Zderzenie aut na skrzyżowaniu Poznańskiej z Legionów
Dwa samochody osobowe zderzyły się na skrzyżowaniu ulic Poznańskiej z Legionów, na którym od ponad miesiąca nie działa sygnalizacja świetlna. Co ciekawe, kilkadziesiąt minut przed zderzeniem światła działały.
Kilkanaście minut przed godz. 15 dwa samochody marki hundai zderzyły się na skrzyżowaniu ulicy Poznańskiej z Aleją Legionów. Prawdopodobnie jedno auto próbowało przejechać z ulicy Poznańskiej w Szosę do Mężenina, a drugie jechało Legionów. Uderzenie było na tyle duże, że oba samochody rozbiły przody. Także na miejscu pomocy udzielał Zespół Ratownictwa Medycznego.

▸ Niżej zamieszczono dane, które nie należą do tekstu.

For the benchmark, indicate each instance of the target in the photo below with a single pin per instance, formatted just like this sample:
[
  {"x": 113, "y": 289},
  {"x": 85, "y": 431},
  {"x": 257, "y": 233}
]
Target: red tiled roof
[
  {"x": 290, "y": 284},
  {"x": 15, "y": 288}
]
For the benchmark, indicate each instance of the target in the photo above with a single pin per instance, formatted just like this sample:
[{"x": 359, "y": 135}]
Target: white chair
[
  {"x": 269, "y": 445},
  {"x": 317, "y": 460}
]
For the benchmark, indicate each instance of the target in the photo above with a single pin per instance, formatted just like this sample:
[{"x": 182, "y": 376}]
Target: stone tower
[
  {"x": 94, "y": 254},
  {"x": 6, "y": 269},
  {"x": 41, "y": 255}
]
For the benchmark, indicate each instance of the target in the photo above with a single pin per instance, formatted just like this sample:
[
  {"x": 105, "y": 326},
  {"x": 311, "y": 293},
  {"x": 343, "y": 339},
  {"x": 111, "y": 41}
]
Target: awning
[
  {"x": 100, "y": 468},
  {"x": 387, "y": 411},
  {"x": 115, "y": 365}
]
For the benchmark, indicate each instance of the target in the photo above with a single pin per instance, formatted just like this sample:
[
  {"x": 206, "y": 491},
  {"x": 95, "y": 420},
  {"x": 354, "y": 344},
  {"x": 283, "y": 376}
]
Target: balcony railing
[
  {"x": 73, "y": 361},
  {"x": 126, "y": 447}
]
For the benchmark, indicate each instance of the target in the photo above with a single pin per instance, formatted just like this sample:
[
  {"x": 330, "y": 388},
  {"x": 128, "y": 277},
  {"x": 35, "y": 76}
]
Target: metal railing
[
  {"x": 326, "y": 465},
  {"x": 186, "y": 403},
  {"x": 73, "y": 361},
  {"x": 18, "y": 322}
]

Od ponad miesiąca nie działa sygnalizacja świetlna w tym miejscu. 26 grudnia 2022 roku auto uderzyło w słup sygnalizacji świetlnej. Zdemontowano go, a sterowanie przeszło w tryp awaryjny, czyli miga żółte światło. Jedni chwalą mówiąc, że tak wygodnie i Legionów w tym miejscu nigdy się tak szybko nie pokonywało, inni, szczególnie wyjeżdżający z Poznańskiej w kierunku miasta denerwują się. Jak trafi się mniej wprawny kierowca, zablokowanie tego odcinka murowane. Ratusz o tym wie, ale jak tłumaczy, to stare skrzyżowanie i są problemy ze sterownikami, sygnalizatorami i znalezieniem wykonawcy. Z tego też powodu trudno określić termin naprawy.
Jednak dopiero po miesiącu, czyli 26. stycznia 2023 roku MPGKiM ogłosiło postępowanie, w którym szukało wykonawcy. Termin składania ofert minął, a 8 lutego postępowanie unieważniono. Czy będzie kolejne, czy zakup z wolnej ręki?
Tak się złożyło, że kilka minut po godz. 14 przejeżdżałem przez to skrzyżowanie i o dziwo, sygnalizacja świetlna działała (załączone zdjęcia to potwierdziają). Mimo, że nie uzupełniono uszkodzonego słupa, to wszystkie światła działały raczej poprawnie. Po zderzeniu, gdy przyjechałem na miejsce świeciło już tylko żółte migające. Czy był test, który się nie udał, czy przygotowanie do działania nawet bez jednego sygnalizatora?